Single-cell mosaic integration and cell state transfer with auto-scaling self-attention mechanism

Abstract

The integration of data from multiple modalities generated by single-cell omics technologies is crucial for accurately identifying cell states. One challenge in comprehending multi-omics data resides in mosaic integration, in which different data modalities are profiled in different subsets of cells, as it requires simultaneous batch effect removal and modality alignment. Here, we develop Multi-omics Mosaic Auto-scaling Attention Variational Inference (mmAAVI), a scalable deep generative model for single-cell mosaic integration. Leveraging auto-scaling self-attention mechanisms, mmAAVI can map arbitrary combinations of omics to the common embedding space. If existing well-annotated cell states, the model can perform semisupervised learning to utilize existing these annotations. We validated the performance of mmAAVI and five other commonly used methods on four benchmark datasets, which vary in cell numbers, omics types, and missing patterns. mmAAVI consistently demonstrated its superiority. We also validated mmAAVI's ability for cell state knowledge transfer, achieving balanced accuracies of 0.82 and 0.97 with less 1% labeled cells between batches with completely different omics. The full package is available at https://github.com/luyiyun/mmAAVI.
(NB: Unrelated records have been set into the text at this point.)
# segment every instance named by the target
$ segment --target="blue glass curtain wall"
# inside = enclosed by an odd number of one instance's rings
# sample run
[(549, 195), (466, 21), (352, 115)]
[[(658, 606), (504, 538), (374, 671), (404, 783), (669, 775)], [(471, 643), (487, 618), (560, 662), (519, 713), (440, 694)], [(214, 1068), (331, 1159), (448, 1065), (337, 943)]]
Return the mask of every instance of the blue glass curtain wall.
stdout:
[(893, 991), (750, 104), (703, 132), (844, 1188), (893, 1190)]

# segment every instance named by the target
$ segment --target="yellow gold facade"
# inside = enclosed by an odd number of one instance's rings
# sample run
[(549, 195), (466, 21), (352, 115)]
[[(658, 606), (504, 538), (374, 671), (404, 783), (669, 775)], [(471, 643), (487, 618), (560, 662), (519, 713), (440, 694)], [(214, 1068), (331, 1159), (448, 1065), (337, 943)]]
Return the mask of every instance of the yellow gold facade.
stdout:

Keywords: mosaic integration; self-attention; semi-supervised learning; single-cell; variational inference.

Figure 1

Schematic of mosaic integration and mmAAVI. A, graph illustration of mosaic integration data with three batches and three modalities. Batch effects may arise from differences in individuals, experimental conditions, or tissue sources. Potential modalities include chromatin accessibility (DNA level), gene expression (RNA level), and epitope (protein level), among others. Due to the combined impact of batch effects and modalities missingness, biological variations (such as cell types) are obscured by systematic errors, making direct integration analysis challenging. (b, c) The workflow for unsupervised (b) and semisupervised (c) analysis using mmAAVI. (d) Schematic of mmAAVI model. Multimodal data for each cell are transformed into embeddings by modality-specific encoders and then fused into a global feature , a low-dimensional representation of the cell state following mixture distribution parameterized by discrete and continue . A discriminator is used to harmonize the distribution of across different batches . Meanwhile, a guidance graph with prior knowledge is transformed into feature embeddings by a graph encoder. Next, modality-specific hybrid decoders map samples from the posterior distribution of and , along with the batch, , to parameters of the distribution for each feature of existed modalities. The posterior mean of can be used as input to clustering and visualization algorithms.

Figure 2

Benchmark results on the human PBMC dataset and mouse brain cortex dataset. (a) Layout of input data matrices in the human PBMC dataset. (b, c) UMAP visualization of cell embeddings learned by mmAAVI for the human PBMC dataset, where cells are colored by cell batches (b) and cell types (c). (d) The means of performance scores of mmAAVI and other methods on the PBMC dataset using the coarse annotation (four categories) for cell type labels. (e) Layout of input data matrices in the mouse brain cortex dataset. (f, g) UMAP visualization of cell embeddings learned by mmAAVI for the mouse brain cortex dataset, where cells are colored by cell batches (f) and cell types (g). (h) The means of performance scores of mmAAVI and other methods on the mouse brain cortex dataset.

Figure 3

Benchmark results on the human nephron dataset (Nephron) and adult mouse cortical neuron cell (Triple) dataset. (a) layout of input data matrices in the Nephron dataset. (b–d) UMAP visualization of cell embeddings learned by mmAAVI for the Nephron dataset, where cells are colored by samples (b), omics (c), and cell types (d). (e) The means of performance scores of mmAAVI and other methods on the Nephron dataset. (f–i) UMAP visualization of cell embeddings learned by mmAAVI for the Triple dataset, where cells are colored by cell batches (f) and cell types (g–i) for each omics layer. (k) Layout of input data matrices in the Triple dataset. (j–l) The means of performance scores of mmAAVI and other methods on the Triple dataset. (m) The total score of all methods on the Triple dataset.

Figure 4

Results of semisupervised learning on the human nephron dataset (Nephron) and adult mouse cortical neuron cell (Triple) dataset. (a, b) The test balanced accuracy (bACC) of mmAAVI and benchmark approaches on each batch of the Nephron (a) and Triple (b) datasets, where "global" represents the bACC on all test cells, and "average" represents the average values across bACCs of all batches. (c, d) UMAP visualization of cell embeddings learned by semisupervised version of mmAAVI for the Nephron (c) and Triple (d) datasets, where cells are colored by annotation of “seed” cells, prediction of semisupervised version of mmAAVI, and true cell types. (e, f) The performance scores of semisupervised version and unsupervised version of mmAAVI on the Nephron (e) and Triple (f) datasets.